Tim is fantastically skilled, said Gerald Smith, his friend and colleague of close to 40 years.
"When Tim comes up with a solution, it's probably the best you are going to get," he said.
He has small cuts on his hands and fingers and a scar on his head from where he removed the ladder from the boat without realizing he had left the sea clamps on the top. He had to drive himself to the hospital applying pressure on his head with his hand. Now he's learned to wear a helmet when working on the boat.
There were times the Santa Catalina de Gaule -- or "she," when he talks about the boat -- totally scared him, he said.
"It was a huge job, and I hadn't done it before," he said.
He said he wouldn't have started the project if he had known how long it was going to take, but Smith said that's not his nature.
"He will not stop. There's nothing that will defeat him," he said.
And Lisa was there to support him, along with helping with painting and cleaning of the vessel.
"I think that was my most important job," she said. "Supporting him when he hit a wall, and there were lots and lots of walls."

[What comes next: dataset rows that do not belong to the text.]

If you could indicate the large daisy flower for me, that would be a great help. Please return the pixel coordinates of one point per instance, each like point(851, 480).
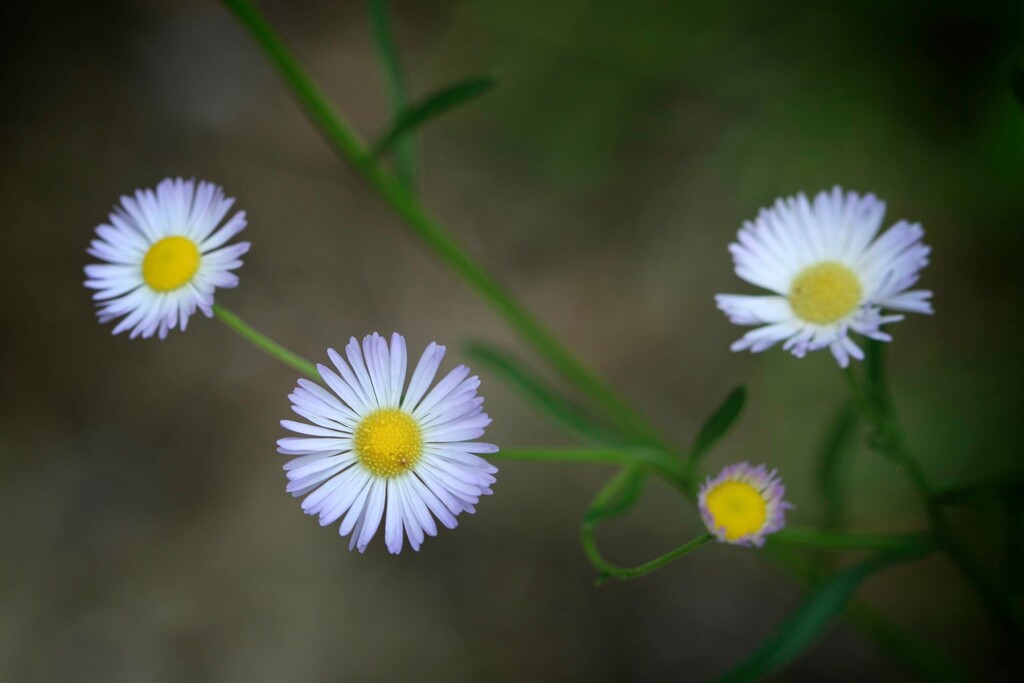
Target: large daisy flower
point(830, 271)
point(378, 450)
point(164, 255)
point(743, 504)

Even at the end of the long journey, both Tim and Lisa acknowledge the boat never will be finished.
"It will always be a work in progress," she said. "He will be tinkering with it as long as we own it, because if he didn't have that he would build something else."
The couple will be completely free at the end of this summer when they hope to navigate the boat down to Florida. After that?
"I don't know," said Tim. "We don't really have an agenda. It's retirement."